More complex molecules and the need to perform more orthogonal analyses means that more samples must be prepared and much larger data sets are generated that must be analyzed. Automation of both of these aspects of multispecific analysis is becoming another crucial strategy for speeding up the development process. “Biopharma companies are looking for any opportunities to remove unnecessary manual processing, whether with respect to sample preparation or data processing,” comments Darling. That includes investing in more specific software products, many of which leverage artificial intelligence and machine learning, to help with data integration.
While standardizing assays for multispecifics is not possible given the unique nature of each of these biologics, automation of sample preparation and data acquisition and analysis can help simplify these solutions, Darling insists. High-throughput data analysis platforms, agrees Graham, are critical to the deployment of newer analytical methods for multispecifics into process development, because otherwise the data analysis time quickly dominates the overall time to result.

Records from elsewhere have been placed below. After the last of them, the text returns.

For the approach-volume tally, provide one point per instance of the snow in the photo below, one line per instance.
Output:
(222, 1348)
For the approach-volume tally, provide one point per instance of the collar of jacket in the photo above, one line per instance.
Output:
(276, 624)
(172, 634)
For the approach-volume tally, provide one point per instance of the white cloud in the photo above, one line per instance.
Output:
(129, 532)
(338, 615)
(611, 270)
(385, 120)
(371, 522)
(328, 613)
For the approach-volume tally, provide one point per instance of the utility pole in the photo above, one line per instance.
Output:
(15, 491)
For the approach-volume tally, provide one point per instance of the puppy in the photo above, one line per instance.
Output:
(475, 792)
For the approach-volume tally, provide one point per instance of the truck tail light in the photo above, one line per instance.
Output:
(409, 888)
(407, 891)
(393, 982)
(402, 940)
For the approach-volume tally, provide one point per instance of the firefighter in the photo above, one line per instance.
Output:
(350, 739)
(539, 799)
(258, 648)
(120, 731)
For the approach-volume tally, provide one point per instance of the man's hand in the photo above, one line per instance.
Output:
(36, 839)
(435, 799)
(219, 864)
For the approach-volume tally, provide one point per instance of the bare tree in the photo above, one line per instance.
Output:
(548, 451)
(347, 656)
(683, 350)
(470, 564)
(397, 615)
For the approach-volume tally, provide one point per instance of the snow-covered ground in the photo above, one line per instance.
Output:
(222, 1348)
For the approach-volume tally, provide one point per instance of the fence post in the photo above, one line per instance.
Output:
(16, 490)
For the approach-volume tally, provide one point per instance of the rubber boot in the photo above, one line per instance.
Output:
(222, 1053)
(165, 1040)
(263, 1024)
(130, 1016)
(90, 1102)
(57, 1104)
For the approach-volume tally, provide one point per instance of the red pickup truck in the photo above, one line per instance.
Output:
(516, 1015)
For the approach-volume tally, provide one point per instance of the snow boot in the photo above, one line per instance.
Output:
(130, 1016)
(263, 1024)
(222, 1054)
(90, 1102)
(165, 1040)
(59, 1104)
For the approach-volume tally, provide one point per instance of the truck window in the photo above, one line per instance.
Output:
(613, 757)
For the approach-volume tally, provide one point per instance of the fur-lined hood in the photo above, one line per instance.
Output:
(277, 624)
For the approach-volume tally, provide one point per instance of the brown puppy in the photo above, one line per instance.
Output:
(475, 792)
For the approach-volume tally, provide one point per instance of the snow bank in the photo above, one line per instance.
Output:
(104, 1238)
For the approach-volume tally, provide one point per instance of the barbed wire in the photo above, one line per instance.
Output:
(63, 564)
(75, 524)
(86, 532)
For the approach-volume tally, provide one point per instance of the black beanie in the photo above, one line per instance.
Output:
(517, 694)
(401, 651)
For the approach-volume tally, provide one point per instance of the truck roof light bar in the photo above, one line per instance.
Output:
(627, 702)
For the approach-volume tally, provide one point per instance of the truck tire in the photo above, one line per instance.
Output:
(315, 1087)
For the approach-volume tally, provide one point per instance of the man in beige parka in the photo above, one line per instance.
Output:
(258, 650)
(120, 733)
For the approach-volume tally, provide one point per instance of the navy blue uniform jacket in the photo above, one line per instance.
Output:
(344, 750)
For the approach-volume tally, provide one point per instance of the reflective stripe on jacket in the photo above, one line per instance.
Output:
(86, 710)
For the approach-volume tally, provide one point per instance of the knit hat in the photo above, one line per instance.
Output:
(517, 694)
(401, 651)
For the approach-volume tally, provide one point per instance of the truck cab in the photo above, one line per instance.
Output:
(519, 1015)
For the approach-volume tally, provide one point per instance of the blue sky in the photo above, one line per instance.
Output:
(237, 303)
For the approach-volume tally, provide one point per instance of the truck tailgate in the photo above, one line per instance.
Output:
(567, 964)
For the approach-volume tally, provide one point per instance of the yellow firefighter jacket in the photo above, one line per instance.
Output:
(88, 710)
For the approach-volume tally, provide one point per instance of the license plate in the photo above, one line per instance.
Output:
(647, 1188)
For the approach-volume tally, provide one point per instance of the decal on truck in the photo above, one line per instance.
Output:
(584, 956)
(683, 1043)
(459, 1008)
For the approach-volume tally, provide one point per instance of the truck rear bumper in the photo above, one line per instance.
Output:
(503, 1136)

The challenges associated with multispecific analysis, while real, are not so great that the bioanalytical experts with experience in biologics development cannot manage them. “Multispecific analysis is definitely an interesting field, but it should not be considered a major risk,” Graham asserts. “Rather, analytical development for these complex biomolecules should be approached with a structured but flexible workflow combined with a good understanding of each molecule’s chemistry,” he concludes. Having multiple answers on hand for multiple multispecifics works!
Cynthia A. Challener, PhD, is a contributing editor to BioPharm International.
Vol. 35, No. 1
When referring to this article, please cite it as C. A. Challener, “Multiple Challenges to Multispecific Analysis,” BioPharm International 35 (1) 32–37 (2022).